I have about 100 samples randomly distributed in that space. Each sample is the relative probability that the person is at that point.
Here's very roughly what it looks like, where $\color{blue}{\textbf{X}}$ is the person, $\color{blue}\blacktriangle$ is my current prediction, and the dots represent a sample, with the relative probability represented by how dark it is.
If they're at one end of the space, the samples nearest them might be ~0.1. The samples down the other end of the space might be ~0.001.
I'm currently locating them by taking the mean of the sample positions weighted according to their probability – i.e. the expected position.
That however performs very poorly particularly at the ends of the space – the sum of the low probabilities down the other end of the space weigh the weighted mean towards the opposite end to where they actually are.

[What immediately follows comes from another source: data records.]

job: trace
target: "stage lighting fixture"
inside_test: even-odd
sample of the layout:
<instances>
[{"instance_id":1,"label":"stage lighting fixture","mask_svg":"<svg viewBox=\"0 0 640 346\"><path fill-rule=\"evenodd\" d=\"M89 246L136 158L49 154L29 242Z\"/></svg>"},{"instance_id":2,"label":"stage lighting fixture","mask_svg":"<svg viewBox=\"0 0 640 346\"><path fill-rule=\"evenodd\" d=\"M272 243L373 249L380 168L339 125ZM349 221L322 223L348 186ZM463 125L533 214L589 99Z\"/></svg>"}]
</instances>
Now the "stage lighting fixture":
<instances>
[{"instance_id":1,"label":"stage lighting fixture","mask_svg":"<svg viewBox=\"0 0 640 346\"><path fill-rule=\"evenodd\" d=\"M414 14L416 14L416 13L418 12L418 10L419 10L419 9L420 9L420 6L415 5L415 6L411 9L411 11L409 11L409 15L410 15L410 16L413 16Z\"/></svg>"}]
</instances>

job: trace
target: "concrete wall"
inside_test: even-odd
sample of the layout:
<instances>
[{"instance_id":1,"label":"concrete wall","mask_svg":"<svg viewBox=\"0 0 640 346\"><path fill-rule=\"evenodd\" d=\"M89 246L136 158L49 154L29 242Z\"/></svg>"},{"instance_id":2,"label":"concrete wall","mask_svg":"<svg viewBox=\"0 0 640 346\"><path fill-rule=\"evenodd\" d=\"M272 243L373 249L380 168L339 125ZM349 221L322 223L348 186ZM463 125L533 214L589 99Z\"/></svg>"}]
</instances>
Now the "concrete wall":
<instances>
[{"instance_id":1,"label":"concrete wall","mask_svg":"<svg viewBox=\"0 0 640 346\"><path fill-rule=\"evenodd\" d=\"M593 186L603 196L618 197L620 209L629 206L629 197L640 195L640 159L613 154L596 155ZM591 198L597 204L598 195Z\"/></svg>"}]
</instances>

The result is that the estimation is rather biased towards the middle.
What can I do to get a more usable prediction, that isn't so heavily weighted towards the middle?
I've considered two things: kernel density estimation; and taking a power of the weights to more favour the higher probabilities. The former I think may not be an option due to highly constrained CPU in our use case (think near-real time on a pretty fast embedded device, while it's also doing other stuff); the latter I have yet to try out, though I'm not expecting particularly great results. I've read about mean shift after checking out this similar question, but I'm unsure how well it will perform with my use case, and I have no idea if it's computationally cheap enough (I have yet to quite get my head around how it works).
Something else I should mention, the samples are randomly distributed at the very beginning – given their positions we can pre-compute however much we want, it's only estimating the position given the sample data that is CPU-constrained.